Он вдруг заорал благим матом:
– Сапфиры! Брильянты! Голконда! Горел!
И заплакал.
– На службе завтракать бросил. Курить перестал. Год копил целый. Копейку на копейке. Все по частям в магазин носил: "Не продавайте!" Дома зимой в кителе ходил, чтобы сюртук не носился. По той же причине в комнатах снимал сапоги и ходил в туфлях. Казначею задолжал. И принес! В самый день ангела. Раньше встал и на цыпочках. И на ночном столике. Раскрыл и поставил. И штору отдернул, чтобы луч солнца. Игра! Сижу, жду: что будет? Не дышу. И начала жмуриться, и глаза открыла, и вдруг крик: "А-а!"
Он схватился за голову, и на лице его отразилась мука жесточайшая.

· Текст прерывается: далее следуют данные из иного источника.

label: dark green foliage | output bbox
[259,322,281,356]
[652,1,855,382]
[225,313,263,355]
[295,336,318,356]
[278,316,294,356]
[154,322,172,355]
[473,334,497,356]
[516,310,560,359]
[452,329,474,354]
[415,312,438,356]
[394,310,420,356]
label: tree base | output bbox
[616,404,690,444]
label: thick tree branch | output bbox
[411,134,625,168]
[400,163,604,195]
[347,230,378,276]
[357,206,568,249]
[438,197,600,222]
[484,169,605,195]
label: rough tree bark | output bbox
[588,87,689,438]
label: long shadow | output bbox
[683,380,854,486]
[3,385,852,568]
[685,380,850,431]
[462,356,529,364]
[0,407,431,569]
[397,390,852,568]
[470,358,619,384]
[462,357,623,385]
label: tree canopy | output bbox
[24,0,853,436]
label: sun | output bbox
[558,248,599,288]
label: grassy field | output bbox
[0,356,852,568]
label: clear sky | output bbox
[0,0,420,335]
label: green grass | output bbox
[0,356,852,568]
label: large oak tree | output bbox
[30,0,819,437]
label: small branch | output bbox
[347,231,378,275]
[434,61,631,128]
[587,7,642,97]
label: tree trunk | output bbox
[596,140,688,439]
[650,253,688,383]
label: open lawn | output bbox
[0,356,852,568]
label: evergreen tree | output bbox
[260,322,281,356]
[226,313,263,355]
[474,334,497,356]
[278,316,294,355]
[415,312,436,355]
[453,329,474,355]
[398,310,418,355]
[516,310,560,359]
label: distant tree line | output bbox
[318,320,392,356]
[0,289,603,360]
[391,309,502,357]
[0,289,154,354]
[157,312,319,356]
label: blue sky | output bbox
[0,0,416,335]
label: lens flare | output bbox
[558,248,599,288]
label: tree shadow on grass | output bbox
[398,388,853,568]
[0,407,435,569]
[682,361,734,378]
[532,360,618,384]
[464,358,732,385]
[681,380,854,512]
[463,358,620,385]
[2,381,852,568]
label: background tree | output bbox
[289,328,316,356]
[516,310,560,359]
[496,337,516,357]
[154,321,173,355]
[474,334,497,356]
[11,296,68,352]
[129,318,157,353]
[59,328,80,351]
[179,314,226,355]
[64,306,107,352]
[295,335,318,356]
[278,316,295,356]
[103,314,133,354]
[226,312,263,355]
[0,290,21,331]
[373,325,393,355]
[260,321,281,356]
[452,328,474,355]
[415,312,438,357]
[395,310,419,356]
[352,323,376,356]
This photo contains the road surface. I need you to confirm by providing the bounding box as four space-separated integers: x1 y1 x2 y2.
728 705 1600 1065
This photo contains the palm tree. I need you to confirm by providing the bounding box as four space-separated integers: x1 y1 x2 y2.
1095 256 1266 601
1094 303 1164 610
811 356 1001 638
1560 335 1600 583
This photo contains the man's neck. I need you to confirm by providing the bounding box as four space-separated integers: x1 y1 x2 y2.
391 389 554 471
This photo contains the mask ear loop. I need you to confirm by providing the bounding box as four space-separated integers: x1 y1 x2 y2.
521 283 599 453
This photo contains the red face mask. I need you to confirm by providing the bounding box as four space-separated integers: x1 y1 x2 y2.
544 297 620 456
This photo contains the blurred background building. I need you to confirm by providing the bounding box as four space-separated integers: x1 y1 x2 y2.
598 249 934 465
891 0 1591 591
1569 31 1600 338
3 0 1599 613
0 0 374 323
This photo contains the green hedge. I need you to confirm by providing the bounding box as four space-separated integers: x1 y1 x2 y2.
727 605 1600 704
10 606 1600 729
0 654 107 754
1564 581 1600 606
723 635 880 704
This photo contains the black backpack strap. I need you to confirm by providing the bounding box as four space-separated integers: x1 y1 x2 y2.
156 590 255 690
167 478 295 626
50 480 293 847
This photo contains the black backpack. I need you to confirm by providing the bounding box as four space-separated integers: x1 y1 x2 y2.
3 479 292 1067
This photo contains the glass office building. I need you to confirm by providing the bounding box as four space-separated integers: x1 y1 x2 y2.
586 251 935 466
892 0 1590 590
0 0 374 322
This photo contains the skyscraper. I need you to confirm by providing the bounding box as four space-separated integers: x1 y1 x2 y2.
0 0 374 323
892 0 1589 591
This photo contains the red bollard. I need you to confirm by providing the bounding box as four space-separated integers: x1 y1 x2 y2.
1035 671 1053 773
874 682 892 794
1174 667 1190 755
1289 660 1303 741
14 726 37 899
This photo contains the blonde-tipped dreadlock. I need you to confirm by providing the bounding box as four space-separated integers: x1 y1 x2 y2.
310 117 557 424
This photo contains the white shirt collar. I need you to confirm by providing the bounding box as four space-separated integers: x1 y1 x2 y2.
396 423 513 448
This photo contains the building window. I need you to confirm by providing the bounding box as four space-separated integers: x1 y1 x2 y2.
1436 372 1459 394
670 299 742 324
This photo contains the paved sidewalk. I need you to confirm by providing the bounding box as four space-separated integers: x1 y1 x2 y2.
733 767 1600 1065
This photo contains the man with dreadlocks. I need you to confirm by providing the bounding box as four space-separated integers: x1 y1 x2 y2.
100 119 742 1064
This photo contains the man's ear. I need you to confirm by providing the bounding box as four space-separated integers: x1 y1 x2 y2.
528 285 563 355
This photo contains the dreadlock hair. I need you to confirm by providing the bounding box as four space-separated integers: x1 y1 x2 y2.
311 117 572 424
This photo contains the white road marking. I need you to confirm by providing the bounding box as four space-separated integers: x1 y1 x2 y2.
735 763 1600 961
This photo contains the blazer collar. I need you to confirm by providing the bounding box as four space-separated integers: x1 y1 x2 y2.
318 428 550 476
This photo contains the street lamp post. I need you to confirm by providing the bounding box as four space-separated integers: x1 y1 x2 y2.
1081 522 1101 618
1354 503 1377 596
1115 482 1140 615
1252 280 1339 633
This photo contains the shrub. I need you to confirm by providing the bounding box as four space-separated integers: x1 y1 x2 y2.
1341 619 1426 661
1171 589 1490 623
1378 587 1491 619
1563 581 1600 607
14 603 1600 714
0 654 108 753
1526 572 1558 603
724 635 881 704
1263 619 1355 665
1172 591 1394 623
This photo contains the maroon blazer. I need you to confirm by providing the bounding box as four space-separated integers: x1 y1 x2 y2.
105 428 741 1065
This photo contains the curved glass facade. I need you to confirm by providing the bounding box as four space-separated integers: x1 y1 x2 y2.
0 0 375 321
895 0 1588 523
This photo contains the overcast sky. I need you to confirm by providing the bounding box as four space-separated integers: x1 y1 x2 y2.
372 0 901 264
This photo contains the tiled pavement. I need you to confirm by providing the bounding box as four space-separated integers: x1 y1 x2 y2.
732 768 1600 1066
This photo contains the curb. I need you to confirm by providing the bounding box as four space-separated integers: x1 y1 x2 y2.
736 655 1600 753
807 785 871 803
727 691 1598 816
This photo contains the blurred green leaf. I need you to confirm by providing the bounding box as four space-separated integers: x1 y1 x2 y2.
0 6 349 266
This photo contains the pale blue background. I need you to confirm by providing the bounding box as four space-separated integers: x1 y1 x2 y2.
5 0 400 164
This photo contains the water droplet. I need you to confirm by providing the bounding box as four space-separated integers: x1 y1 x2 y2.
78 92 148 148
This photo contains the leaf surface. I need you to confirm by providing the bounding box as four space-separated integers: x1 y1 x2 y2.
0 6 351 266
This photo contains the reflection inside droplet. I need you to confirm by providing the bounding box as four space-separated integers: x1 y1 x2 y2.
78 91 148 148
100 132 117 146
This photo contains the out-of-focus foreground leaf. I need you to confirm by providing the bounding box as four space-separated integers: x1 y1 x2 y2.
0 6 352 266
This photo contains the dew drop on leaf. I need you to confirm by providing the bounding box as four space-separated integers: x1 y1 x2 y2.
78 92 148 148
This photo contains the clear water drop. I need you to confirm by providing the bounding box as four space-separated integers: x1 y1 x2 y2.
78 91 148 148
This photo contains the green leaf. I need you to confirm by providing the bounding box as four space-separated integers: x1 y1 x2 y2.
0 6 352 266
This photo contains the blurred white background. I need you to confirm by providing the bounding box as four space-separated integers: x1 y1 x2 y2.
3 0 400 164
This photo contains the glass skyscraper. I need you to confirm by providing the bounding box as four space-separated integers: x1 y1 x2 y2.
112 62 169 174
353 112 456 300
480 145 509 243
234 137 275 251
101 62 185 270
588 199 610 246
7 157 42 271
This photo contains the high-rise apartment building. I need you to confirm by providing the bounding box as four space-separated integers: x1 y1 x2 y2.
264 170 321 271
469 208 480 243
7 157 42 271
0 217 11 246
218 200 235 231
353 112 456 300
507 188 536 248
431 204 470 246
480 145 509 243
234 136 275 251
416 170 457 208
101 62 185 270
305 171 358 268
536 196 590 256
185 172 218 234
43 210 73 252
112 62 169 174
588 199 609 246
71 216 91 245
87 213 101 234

– И в этом же браслете застал! И все кругом столько лет смеялись, только я один, дуралей, серьезный был. Ха-ха-ха! Так
Поэты-убийцы
I.
Пащенко, - это его бродяжеское имя, - был ужасом всего Сахалина. Когда Пащенко убили, этому обрадовалась прежде всего каторга
За Пащенко числилось тридцать два убийства.
Он многократно бегал, и когда его нужно было "уличать", сообщая из Одессы на Сахалин приметы Пащенко, написавшие начальники тюрем и надзиратели добавляли:
– Только не говорите Пащенко, что сведения сообщили мы.
Придет и убьет.
Таково было страшное обаяние его имени.
Среди всех кандальников Александровской тюрьмы Пащенко нашел себе только одного "человека по душе", такого же "тачечника", то есть приговоренного к прикованью к тачке, как и он, Широколобова.
Широколобов - второй ужас всего Сахалина и Восточной Сибири. Кандальные сторонились от него, как от "зверя".
Широколобов был сослан из Восточной Сибири за многочисленные убийства.
Широколобов - сын каторжных родителей, сосланных за убийства и поженившихся на каторге. На портрете перед вами (см. т. I, стр. 181) тупое и действительно зверское лицо.
Он попался на убийстве вдовы-дьяконицы. Желая узнать, где спрятаны деньги, Широколобов пытал свою жертву. Отрезал ей уши, нос, медленно, по кусочкам, резал груди. Широколобова привезли на Сахалин на пароходе "Байкал" прикованным железным обручем, за пояс, к мачте.
Это был единственный человек, с которым нашел возможным подружиться в тюрьме Пащенко. Вместе они и отковались от тачек и совершили побег, разломав в тюрьме печку.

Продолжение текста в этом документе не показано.